– А наплевать! – сказала мама.- В конце концов это всего лишь фамилия твоего отца. Но он довольно известный человек в Европе, неожиданно встрепенулась она.- Фамилия может пригодиться.
– Фамилию вернем,- сказала мадам Дора.- Это проблема будущего.
– Да ты сам-то как думаешь? – снова заплакала мама.- Под чужой фамилией, в чужой стране…
– Мне все равно,- неожиданно сурово сказал мальчик и, почувствовав изумление женщин, добавил: – Я устал переводить.
Мадам Дора ушла, мама смотрела на него испуганно, возможно, ждала упреков, оскорблений, но ему не в чем было ее упрекнуть, он спросил только:
– Как твои дела, мама?
– Я выхожу замуж,- сказала она.- Он еле отпустил меня к тебе.
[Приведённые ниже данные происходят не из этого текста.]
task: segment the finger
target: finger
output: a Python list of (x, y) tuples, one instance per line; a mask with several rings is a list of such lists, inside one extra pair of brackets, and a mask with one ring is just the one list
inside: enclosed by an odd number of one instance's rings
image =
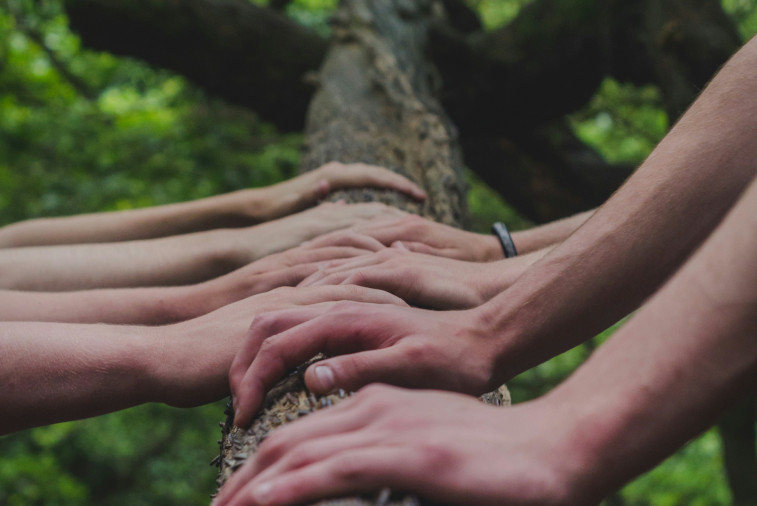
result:
[(384, 251), (386, 250), (387, 248), (372, 255), (360, 255), (358, 257), (338, 259), (332, 262), (322, 263), (318, 275), (319, 277), (325, 277), (332, 274), (349, 273), (355, 269), (380, 265), (392, 258), (392, 256), (384, 254)]
[(386, 246), (398, 240), (413, 240), (419, 237), (419, 225), (423, 218), (414, 214), (405, 214), (399, 219), (374, 219), (368, 223), (352, 226), (355, 232), (369, 235)]
[(345, 230), (325, 234), (308, 241), (305, 246), (308, 249), (323, 248), (326, 246), (345, 246), (369, 251), (379, 251), (385, 248), (381, 242), (373, 237)]
[(322, 262), (324, 260), (353, 258), (371, 252), (369, 248), (363, 248), (356, 244), (303, 248), (294, 260), (296, 261), (295, 263)]
[[(243, 379), (245, 378), (250, 365), (255, 360), (261, 344), (269, 336), (295, 328), (297, 325), (312, 320), (325, 313), (328, 307), (328, 304), (316, 304), (312, 306), (271, 311), (254, 317), (250, 329), (247, 332), (247, 338), (240, 350), (234, 356), (234, 360), (229, 367), (229, 387), (234, 408), (237, 411), (240, 411), (240, 403), (242, 406), (252, 406), (248, 408), (249, 412), (244, 412), (244, 415), (246, 416), (242, 418), (242, 420), (246, 421), (250, 419), (252, 412), (257, 409), (259, 403), (262, 401), (262, 393), (257, 391), (247, 392), (241, 387)], [(240, 392), (241, 396), (237, 395)], [(244, 399), (248, 399), (246, 403), (242, 402)]]
[[(250, 479), (287, 455), (293, 448), (315, 440), (328, 440), (329, 436), (343, 435), (363, 427), (365, 417), (360, 416), (360, 410), (356, 410), (355, 407), (353, 399), (347, 399), (328, 410), (309, 415), (306, 420), (274, 430), (260, 449), (226, 482), (218, 495), (218, 502), (223, 504), (224, 500), (233, 497)], [(307, 451), (309, 455), (321, 453), (318, 447)], [(303, 464), (309, 460), (310, 458), (304, 459)]]
[(318, 272), (317, 262), (285, 267), (262, 275), (263, 279), (256, 282), (247, 295), (257, 295), (283, 286), (297, 286), (302, 280), (316, 272)]
[(313, 286), (292, 290), (292, 303), (294, 304), (308, 305), (343, 300), (407, 307), (405, 301), (396, 295), (357, 285)]
[(341, 285), (348, 276), (348, 273), (328, 274), (323, 269), (320, 269), (303, 279), (297, 286), (305, 288), (310, 286)]
[(228, 504), (309, 504), (332, 497), (378, 493), (385, 487), (423, 491), (429, 480), (420, 471), (425, 459), (400, 446), (345, 450), (270, 481), (252, 480)]
[[(317, 362), (305, 371), (305, 383), (316, 394), (326, 394), (340, 388), (355, 391), (371, 383), (430, 387), (438, 374), (427, 369), (418, 353), (412, 352), (408, 345), (396, 344)], [(442, 384), (437, 386), (441, 387)]]
[(395, 241), (391, 243), (392, 248), (399, 248), (404, 249), (407, 251), (412, 251), (414, 253), (423, 253), (426, 255), (433, 255), (437, 257), (447, 257), (451, 258), (454, 257), (451, 250), (447, 248), (435, 248), (434, 246), (429, 246), (426, 243), (423, 242), (416, 242), (416, 241)]
[(330, 179), (333, 189), (370, 186), (389, 188), (407, 194), (416, 200), (425, 200), (426, 192), (408, 178), (387, 168), (364, 163), (343, 164)]
[[(229, 373), (232, 394), (235, 396), (235, 423), (245, 427), (262, 403), (265, 392), (289, 370), (319, 352), (330, 350), (358, 351), (372, 347), (382, 337), (378, 333), (359, 334), (366, 325), (364, 311), (372, 304), (339, 302), (322, 310), (322, 315), (278, 334), (263, 329), (253, 333), (244, 348), (243, 357), (234, 359)], [(322, 308), (321, 305), (310, 306)], [(266, 317), (266, 315), (262, 315)], [(255, 324), (253, 323), (253, 328)], [(249, 364), (249, 368), (247, 365)]]

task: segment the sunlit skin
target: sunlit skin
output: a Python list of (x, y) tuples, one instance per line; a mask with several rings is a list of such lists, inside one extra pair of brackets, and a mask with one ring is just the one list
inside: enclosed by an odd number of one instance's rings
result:
[(0, 248), (134, 241), (255, 225), (311, 207), (333, 190), (354, 187), (388, 188), (417, 200), (426, 198), (416, 184), (383, 167), (331, 162), (265, 188), (143, 209), (14, 223), (0, 228)]
[[(295, 286), (324, 261), (384, 249), (355, 246), (297, 247), (267, 256), (229, 274), (185, 286), (101, 288), (73, 292), (0, 290), (0, 321), (160, 325), (195, 318), (238, 300)], [(372, 249), (365, 249), (372, 248)]]
[(229, 365), (258, 313), (343, 300), (405, 305), (356, 286), (279, 288), (159, 327), (0, 322), (0, 435), (146, 402), (218, 400), (229, 393)]
[[(285, 436), (278, 436), (274, 441), (281, 451), (274, 450), (275, 458), (262, 465), (253, 459), (248, 464), (253, 471), (244, 470), (230, 483), (221, 503), (279, 504), (339, 495), (382, 480), (392, 484), (411, 466), (417, 467), (401, 488), (423, 493), (433, 484), (453, 502), (478, 497), (466, 494), (475, 488), (472, 483), (480, 484), (479, 472), (490, 483), (513, 485), (484, 487), (482, 503), (592, 502), (705, 428), (750, 386), (757, 360), (756, 95), (757, 41), (752, 40), (607, 203), (482, 306), (436, 312), (346, 302), (316, 314), (305, 308), (263, 314), (230, 370), (235, 421), (241, 426), (250, 422), (265, 388), (299, 361), (303, 349), (336, 355), (306, 372), (315, 392), (384, 382), (479, 394), (583, 342), (656, 293), (553, 395), (502, 412), (501, 429), (511, 424), (527, 440), (537, 430), (534, 438), (543, 445), (523, 449), (506, 440), (505, 430), (501, 451), (508, 463), (487, 462), (485, 470), (471, 465), (469, 473), (465, 462), (486, 459), (451, 448), (450, 459), (461, 466), (455, 468), (460, 479), (452, 480), (423, 462), (403, 461), (404, 454), (360, 453), (376, 439), (368, 428), (360, 432), (370, 422), (358, 417), (355, 431), (333, 436), (343, 447), (321, 467), (310, 465), (307, 453), (298, 457), (296, 446), (287, 447)], [(360, 404), (358, 397), (353, 405)], [(308, 417), (287, 431), (310, 434), (312, 428), (317, 442), (318, 420), (348, 409)], [(400, 409), (413, 414), (411, 408), (389, 409), (398, 416)], [(432, 406), (427, 409), (433, 412)], [(531, 410), (546, 410), (565, 430), (537, 437), (552, 428), (521, 415)], [(473, 414), (459, 430), (477, 432), (476, 418)], [(423, 422), (428, 437), (419, 436), (416, 444), (436, 448), (434, 422)], [(482, 415), (480, 423), (492, 422)], [(486, 433), (485, 425), (480, 429)], [(564, 455), (571, 456), (569, 465), (556, 462)], [(538, 476), (534, 484), (527, 477), (536, 466), (548, 476)], [(297, 485), (285, 490), (284, 478)]]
Если бы ты знал, как я счастлива!
Мальчик с трудом перевел дыхание.
– Замуж? А как же папа?
– Разве я не писала тебе? Мы давно развелись, я первой подала на развод.
Она так подчеркнула это слово “первой”, что мальчику внезапно все стало безразлично. Дальше он слушал ее, как урок.
– Я беременна,- сказала она.- Скоро у тебя будет маленький братик. Ты рад?
– А жить вы будете…
Он хотел спросить – “у нас”, но успел понять бессмысленность вопроса.
– Нет, мы будем жить за городом, на его даче, квартиру я продала, отец отказался от своей доли, я ему предлагала, там чудный воздух для ребенка, сосновый лес, ты сам приедешь и увидишь… Боже мой, как ты похож на моего отца,- добавила она.
– На дедушку?
– Он очень отговаривал меня от замужества, я была его любимой дочкой. Зачем я тебе об этом говорю? Так вот, ты взрослый, не думай плохо, все, что я делаю, я делаю для тебя.
– Я знаю, мама.
Во время обеда мадам Дора вела себя еще радушней, чем обычно, о чем-то шепталась с мамой, и оказалось, что шепот мама воспринимает и даже способна ответить, после две женщины выпили немного, и нагруженную подарками маму официант, сын мадам Доры, пошел проводить к автобусу.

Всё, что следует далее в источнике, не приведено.